CVE-2021-23040: 
F5 BIG-IP Advanced Firewall Manager vulnerability analysis and mitigation

A SQL injection vulnerability (CVE-2021-23040) was identified in BIG-IP Advanced Firewall Manager (AFM). The vulnerability affects multiple versions of BIG-IP AFM including 16.0.x before 16.0.1.2, 15.1.x before 15.1.3, 14.1.x before 14.1.4.2, 13.1.x before 13.1.4.1, and all versions of 12.1.x. The vulnerability exists in an undisclosed page of the BIG-IP Configuration utility and is only exposed when BIG-IP AFM is provisioned (NVD Database).

The vulnerability is classified as SQL Injection (CWE-89) with a CVSS v3.1 Base Score of 8.8 (HIGH). The attack vector is network-based (AV:N) with low attack complexity (AC:L), requiring low privileges (PR:L) and no user interaction (UI:N). The scope is unchanged (S:U) with high impact on confidentiality (C:H), integrity (I:H), and availability (A:H) (NVD Database).
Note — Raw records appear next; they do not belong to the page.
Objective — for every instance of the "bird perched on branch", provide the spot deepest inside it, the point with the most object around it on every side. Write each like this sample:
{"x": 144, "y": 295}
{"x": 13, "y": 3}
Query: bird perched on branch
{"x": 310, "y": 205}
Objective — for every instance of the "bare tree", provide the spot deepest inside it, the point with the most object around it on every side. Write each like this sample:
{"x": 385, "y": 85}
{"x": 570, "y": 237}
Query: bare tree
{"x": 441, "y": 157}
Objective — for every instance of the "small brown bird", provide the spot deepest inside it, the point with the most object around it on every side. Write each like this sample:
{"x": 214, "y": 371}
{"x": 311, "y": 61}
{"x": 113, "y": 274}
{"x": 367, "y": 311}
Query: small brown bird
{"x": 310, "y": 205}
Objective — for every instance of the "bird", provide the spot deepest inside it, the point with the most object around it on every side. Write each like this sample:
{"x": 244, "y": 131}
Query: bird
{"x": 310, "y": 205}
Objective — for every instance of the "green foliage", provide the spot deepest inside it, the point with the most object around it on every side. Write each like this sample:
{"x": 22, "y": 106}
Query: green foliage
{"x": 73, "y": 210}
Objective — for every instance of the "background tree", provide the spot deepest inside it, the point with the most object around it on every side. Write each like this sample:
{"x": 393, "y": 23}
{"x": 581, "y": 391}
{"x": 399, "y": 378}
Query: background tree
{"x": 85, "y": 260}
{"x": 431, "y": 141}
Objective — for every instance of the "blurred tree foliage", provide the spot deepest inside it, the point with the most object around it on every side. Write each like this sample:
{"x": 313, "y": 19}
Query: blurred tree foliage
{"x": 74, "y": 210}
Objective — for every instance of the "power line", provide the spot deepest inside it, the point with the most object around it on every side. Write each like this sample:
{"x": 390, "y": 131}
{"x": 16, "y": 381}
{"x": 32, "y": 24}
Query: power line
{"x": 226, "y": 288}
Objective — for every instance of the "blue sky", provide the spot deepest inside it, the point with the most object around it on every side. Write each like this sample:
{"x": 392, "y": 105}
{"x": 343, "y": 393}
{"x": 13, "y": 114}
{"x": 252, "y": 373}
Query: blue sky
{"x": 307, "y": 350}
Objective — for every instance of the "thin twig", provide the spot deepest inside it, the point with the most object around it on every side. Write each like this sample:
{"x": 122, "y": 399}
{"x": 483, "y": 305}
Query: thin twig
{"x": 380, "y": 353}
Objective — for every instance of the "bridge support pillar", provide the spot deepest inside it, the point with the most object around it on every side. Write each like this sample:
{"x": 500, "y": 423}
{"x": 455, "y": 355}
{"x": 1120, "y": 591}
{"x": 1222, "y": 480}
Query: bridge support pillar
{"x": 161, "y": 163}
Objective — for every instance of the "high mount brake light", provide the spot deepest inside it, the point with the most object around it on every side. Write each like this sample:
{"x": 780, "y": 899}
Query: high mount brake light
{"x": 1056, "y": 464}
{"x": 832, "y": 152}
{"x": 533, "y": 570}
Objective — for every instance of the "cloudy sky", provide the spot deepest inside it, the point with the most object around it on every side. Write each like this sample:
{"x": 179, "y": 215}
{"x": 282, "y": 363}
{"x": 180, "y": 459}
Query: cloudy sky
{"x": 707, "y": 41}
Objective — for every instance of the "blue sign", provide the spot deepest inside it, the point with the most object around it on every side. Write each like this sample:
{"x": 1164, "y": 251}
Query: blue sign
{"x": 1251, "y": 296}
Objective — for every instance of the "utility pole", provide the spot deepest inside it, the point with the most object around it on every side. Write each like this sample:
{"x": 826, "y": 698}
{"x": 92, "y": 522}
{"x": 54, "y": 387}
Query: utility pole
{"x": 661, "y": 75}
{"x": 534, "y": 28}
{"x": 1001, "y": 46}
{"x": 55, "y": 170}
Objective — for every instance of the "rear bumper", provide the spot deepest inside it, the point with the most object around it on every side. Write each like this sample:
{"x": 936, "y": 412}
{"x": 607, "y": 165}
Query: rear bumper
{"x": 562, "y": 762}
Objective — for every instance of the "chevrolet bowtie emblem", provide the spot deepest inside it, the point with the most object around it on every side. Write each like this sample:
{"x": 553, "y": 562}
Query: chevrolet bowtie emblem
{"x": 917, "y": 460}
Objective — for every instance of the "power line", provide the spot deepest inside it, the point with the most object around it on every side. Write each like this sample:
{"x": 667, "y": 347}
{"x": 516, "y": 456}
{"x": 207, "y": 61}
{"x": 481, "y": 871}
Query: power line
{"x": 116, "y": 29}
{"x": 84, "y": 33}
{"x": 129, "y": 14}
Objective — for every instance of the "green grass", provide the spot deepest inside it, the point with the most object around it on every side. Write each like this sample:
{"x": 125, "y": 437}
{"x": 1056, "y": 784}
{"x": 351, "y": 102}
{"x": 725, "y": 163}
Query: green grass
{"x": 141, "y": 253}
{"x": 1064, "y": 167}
The vulnerability could potentially allow an attacker to execute SQL injection attacks against the affected BIG-IP AFM systems, potentially compromising the confidentiality, integrity, and availability of the system as indicated by the high CVSS impact scores (NVD Database).

F5 Networks has released patched versions to address this vulnerability. Users should upgrade to version 16.0.1.2, 15.1.3, 14.1.4.2, or 13.1.4.1 depending on their current version track (NVD Database).